"Iya, iya," kata Vanah. Tapi dia kemudian tertegun melihat ke jendela kaca besar yang mengarah ke tangga naik di lantai dua. "Eh, guys, itu kan si Adian, kan?"
Semua menghambur ke jendela, kecuali Kimaya yang masih sibuk dengan laptopnya. Nishi juga menghambur tapi ke pintu luar sambil menyapa cowok itu. Adian terlihat istimewa tanpa baju seragamnya. Tinggi dan terlihat keren walau hanya pakai tshirt dan celanan jeans.
"Wah, beruntung sekali Nishi satu klub dengan Adian, ya.

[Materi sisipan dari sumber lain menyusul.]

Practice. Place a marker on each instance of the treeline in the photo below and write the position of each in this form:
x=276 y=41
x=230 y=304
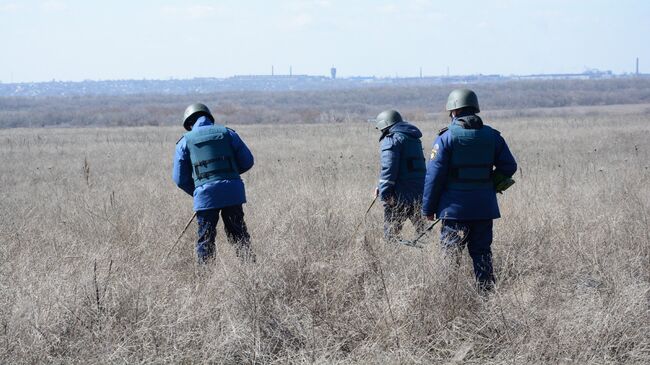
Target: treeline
x=312 y=106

Bisa-bisa kamera Nishi isinya wajah cakep Adian semua," bisik Vanah kepada Navina.
"Emang Adian kenapa?" ternyata Kimaya bisa mendengar bisikan tersebut.
Ketiganya lalu menghambur ke arah Kimaya. Mereka mencercanya karena tidak tahu kehebatan Adian di kelas sebelah, selain juara dia juga dulu mantan calon Ketua Osis tapi mengundurkan diri karena lebih ingin fokus di ekskul basket yang sering ikut lomba.
"Oh," jawab Kimaya yang langsung diprotes teman-temannya.
"Kamu ngeremehin bener deh, Kim."
"Kamu sih cuma ikut ekskul teater, kalau ikutan nonton basket dan volley pasti sering liat Adian ini."
"Coba Kimaya ketemu Adian, langsung klepek-klepek deh."
"Masak sih?" Kimaya masih terheran-heran dengan yang namanya Adian ini. "Anaknya kedengarannya hebat, tapi baik nggak orangnya?"
Semua cewek-cewek di situ mengerang mendengarnya. "Guys," kata Navina. "Aku yakin, Kimaya langsung jatuh cinta pada pandangan pertama dengan Adian ini. Kita semua fansnya, loh, Kim."
"Iya, mudah banget jatuh cinta sama Adian. Apalagi kalau sudah ngobrol sama dia. Suaranya dalem dan adem," Vanah menyahut.
"Berani taruhan berapa, Kim?" Shana mulai memanas-manasi karena dia terganggu dengan kecuekan Kimaya.